Dopamin wird besonders von Zellen im ZNS in der Substatia nigra, einem kleinen sehr alten Teil unsers Gehirns hergestellt. Diese reichen mit ihren Synapsen an Zellen des limbische Systems, dem Frontallappen der Grosshirnrinde und in mit der Motorik assozierte Bereiche der Basalganglien.



Für unsere Motivation sind sicherlich die zwei ersten Bahnen am interessantesten.
Laut dem deutschen Wikipediaartikel wird es auch als "Glückhormon" bezeichnet. Es ist tatsächlich so, dass Dopamin wahrscheinlich für das Wahrnehmen eines „Flow“s verantwortlich ist. Diese Art von Empfindung hat jeder von uns wohl schon erlebt: man macht etwas, dass einem Spass macht und vergisst die Welt umsich herrum. Wir empfinden diesen Zustand als sehr angenehm. Es ist eine Art Trance, im höchsten Moment der Motivation. 
Tätigkeiten, die ein solchen Zustand hervorrufen sind bei jedem unterschiedlich: bei manchen ist es lesen, billiardspielen, mathematische Gleichungen lösen, ein Stuhl bauen, ein Bild malen… Es ist von Vorteil wenn man diese Tätigkeit zum Beruf hat. Es fehlt einem wohl kaum an Motivation. Während eines Flowerlebnisses ist unsere Kreativität in höchstform. Gedanken fliegen nur so hin und her. Mihaly Csikszentmihalyi hat zu diesem Thema geforscht und festgestellt ein Optimum von Herausforderung und Fähigkeit machen eine Tätigkeit zu einem Flowerlebnis.
Zurück zum Kasino: Sicher hat die alte Dame am Rouletttisch ein Flowerlebnis. Sie überlegt wie sie am besten setzen soll. Auf diese oder jene Reihe oder doch auf eine Zahl? Auf Nummer sicher gehen oder volles Risiko? Es ist komplex, eine Herrausforderung. Welches ist die beste Taktik? Wenn sie gewinnt (und das tut sie ab und zu an einem Rouletttisch) denkt sie es war die Richtige! Sie hat das Spiel durchschaut!

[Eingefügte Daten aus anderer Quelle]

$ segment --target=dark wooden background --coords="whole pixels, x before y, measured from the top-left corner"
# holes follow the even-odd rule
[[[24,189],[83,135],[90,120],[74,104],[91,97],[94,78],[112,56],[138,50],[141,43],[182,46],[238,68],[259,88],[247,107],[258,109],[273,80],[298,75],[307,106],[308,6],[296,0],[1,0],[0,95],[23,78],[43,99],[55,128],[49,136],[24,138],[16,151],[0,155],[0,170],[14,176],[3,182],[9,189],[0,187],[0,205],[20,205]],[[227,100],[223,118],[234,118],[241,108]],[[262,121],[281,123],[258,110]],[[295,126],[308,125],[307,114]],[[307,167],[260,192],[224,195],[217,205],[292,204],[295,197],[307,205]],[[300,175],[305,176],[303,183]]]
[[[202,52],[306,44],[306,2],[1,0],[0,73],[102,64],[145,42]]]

Sie denkt sie hat die Fähigkeit diese schwere Aufgabe, beim Roulette zu gewinnen, zu beherrschen.
Doch was passiert in ihrem Gehirn?
Das limbische system  spielt wahrscheinlich beim Flowerlebnisein eine große Rolle. Es heisst Glückgefühle kämen von der Ausschüttung von Dopamin an den Synapsen des Nucleus Accumbens, teil der Basalganglien und somit des limbischen Systems. Hier wirken sowohl Kokain als auch Amphetamine. Wenn es nicht richtig funktioniert, fühlen Menschen sich antriebslos und lustlos. Entsteht hier auch der Flow?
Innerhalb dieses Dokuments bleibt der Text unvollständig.